Dozens of families in Sydney's cracked Opal Tower have been told they must wait weeks after repairs are complete before they can move back as engineering firms finally agree on what repairs must be made to the building.

The tower’s builder Icon has agreed to keep funding accommodation for displaced residents but will cut off payments for food in less than a week.

The newly-built tower in Sydney Olympic Park was evacuated on Christmas Eve after cracks were found in the building sparking fears it could collapse.

Icon, in an update posted on their website on Tuesday, said the design for “structural remediation” had been finalised by engineering firm WSP and submitted to body corporate engineers Cardno for agreement.

“The remedial works will be carried out on Levels 4, 10 and 16 which involve strengthening the affected upturn beam via the introduction of a column or wall to one/both sides of the beam,” Icon wrote.

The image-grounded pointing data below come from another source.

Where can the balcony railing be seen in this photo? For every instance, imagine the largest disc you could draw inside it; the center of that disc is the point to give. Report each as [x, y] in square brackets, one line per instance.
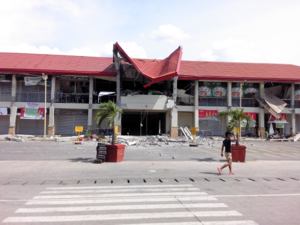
[288, 101]
[5, 97]
[32, 97]
[106, 98]
[185, 100]
[72, 98]
[246, 102]
[212, 101]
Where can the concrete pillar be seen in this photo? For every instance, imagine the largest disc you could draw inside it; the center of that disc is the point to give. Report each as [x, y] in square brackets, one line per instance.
[293, 109]
[174, 123]
[53, 89]
[196, 104]
[118, 118]
[12, 120]
[229, 94]
[261, 116]
[13, 108]
[51, 123]
[174, 111]
[261, 123]
[262, 89]
[13, 88]
[293, 95]
[90, 110]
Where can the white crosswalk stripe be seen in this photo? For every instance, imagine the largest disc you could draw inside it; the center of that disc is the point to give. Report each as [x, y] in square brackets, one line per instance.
[127, 204]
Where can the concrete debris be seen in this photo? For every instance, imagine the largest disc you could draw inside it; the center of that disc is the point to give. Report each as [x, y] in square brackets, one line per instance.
[144, 141]
[14, 138]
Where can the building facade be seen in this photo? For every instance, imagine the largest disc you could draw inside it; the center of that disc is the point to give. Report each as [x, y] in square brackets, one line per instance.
[157, 96]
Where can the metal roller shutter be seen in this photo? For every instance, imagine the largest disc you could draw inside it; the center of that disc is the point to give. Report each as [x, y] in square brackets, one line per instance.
[31, 127]
[213, 127]
[66, 120]
[4, 124]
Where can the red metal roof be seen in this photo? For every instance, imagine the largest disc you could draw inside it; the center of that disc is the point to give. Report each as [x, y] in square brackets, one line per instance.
[56, 64]
[199, 70]
[155, 70]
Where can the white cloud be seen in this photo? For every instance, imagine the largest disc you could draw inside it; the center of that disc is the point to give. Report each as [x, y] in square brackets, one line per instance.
[170, 33]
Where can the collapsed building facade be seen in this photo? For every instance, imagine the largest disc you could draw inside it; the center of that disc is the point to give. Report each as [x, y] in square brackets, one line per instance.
[157, 96]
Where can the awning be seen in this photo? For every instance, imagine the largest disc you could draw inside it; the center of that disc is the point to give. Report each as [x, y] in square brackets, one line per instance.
[281, 120]
[103, 93]
[3, 111]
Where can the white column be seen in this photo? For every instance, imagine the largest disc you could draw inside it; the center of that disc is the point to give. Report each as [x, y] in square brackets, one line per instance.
[53, 88]
[51, 123]
[13, 108]
[174, 111]
[261, 116]
[229, 94]
[118, 118]
[12, 120]
[293, 109]
[13, 88]
[90, 110]
[196, 104]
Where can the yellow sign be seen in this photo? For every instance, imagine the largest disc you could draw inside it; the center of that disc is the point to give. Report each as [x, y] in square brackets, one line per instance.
[78, 129]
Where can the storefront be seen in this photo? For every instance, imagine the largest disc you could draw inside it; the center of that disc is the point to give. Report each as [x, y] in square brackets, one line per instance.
[210, 123]
[67, 119]
[4, 120]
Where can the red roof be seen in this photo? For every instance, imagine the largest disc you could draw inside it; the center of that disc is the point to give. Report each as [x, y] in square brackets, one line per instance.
[56, 64]
[155, 70]
[200, 70]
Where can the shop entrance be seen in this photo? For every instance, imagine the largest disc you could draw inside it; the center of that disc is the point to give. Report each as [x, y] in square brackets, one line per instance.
[143, 123]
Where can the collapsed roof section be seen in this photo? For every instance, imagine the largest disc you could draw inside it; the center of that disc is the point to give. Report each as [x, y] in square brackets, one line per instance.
[233, 71]
[155, 70]
[56, 64]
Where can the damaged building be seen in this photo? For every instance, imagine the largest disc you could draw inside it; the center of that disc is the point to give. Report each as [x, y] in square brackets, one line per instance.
[157, 96]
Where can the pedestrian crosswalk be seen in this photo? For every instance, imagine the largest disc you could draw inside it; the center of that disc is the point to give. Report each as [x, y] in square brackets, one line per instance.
[178, 204]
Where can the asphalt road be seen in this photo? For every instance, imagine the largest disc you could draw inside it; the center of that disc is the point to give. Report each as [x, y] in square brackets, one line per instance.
[42, 182]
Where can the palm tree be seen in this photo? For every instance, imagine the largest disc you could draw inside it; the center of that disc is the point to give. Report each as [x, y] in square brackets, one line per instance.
[108, 110]
[236, 116]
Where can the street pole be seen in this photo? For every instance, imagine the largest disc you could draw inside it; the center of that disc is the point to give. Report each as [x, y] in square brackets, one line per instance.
[45, 77]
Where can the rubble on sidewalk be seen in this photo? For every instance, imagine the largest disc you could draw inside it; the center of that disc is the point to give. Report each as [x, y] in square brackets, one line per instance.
[157, 140]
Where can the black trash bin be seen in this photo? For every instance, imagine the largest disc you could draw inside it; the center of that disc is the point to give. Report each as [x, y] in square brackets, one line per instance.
[101, 152]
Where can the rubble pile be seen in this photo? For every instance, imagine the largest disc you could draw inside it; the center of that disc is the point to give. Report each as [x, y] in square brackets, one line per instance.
[158, 140]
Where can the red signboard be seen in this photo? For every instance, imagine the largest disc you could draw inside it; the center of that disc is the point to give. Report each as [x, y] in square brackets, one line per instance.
[208, 113]
[251, 115]
[282, 117]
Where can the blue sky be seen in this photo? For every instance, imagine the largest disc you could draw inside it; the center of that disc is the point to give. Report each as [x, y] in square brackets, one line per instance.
[212, 30]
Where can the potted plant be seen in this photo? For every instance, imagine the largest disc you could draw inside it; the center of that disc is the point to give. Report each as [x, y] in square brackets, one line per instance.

Residents told AAP the repairs were described to them as using a “sandwich method” to strengthen beams in the structure.

About 170 apartments have already been deemed fit for reoccupation but the remaining 224 units were given a new schedule for reoccupation on Tuesday.

Apartments not affected by the repair works, 50 in total, will be free for reoccupation two weeks after Cardno signs off on the plans and strengthening works are completed on level 16.

A further 140 apartments are awaiting approval for engineers and are expected to be occupied in four to six weeks after Cardno and WSP reach an agreement.

A final 34 apartments which are affected by the repair works will be slowly opened up to residents between three and five weeks following the completion of repairs.

There is no indication when the repairs will be completed.

Further, Icon said it would not pay for food for displaced residents after February 16.

The company will continue to fund accommodation now in longer-term increments as repairs are carried out.

Families are expected to be placed in serviced apartments during their stay.

One resident told AAP on Tuesday more than 200 people had signed on to a class-action lawsuit after their property was rendered unsafe for occupation.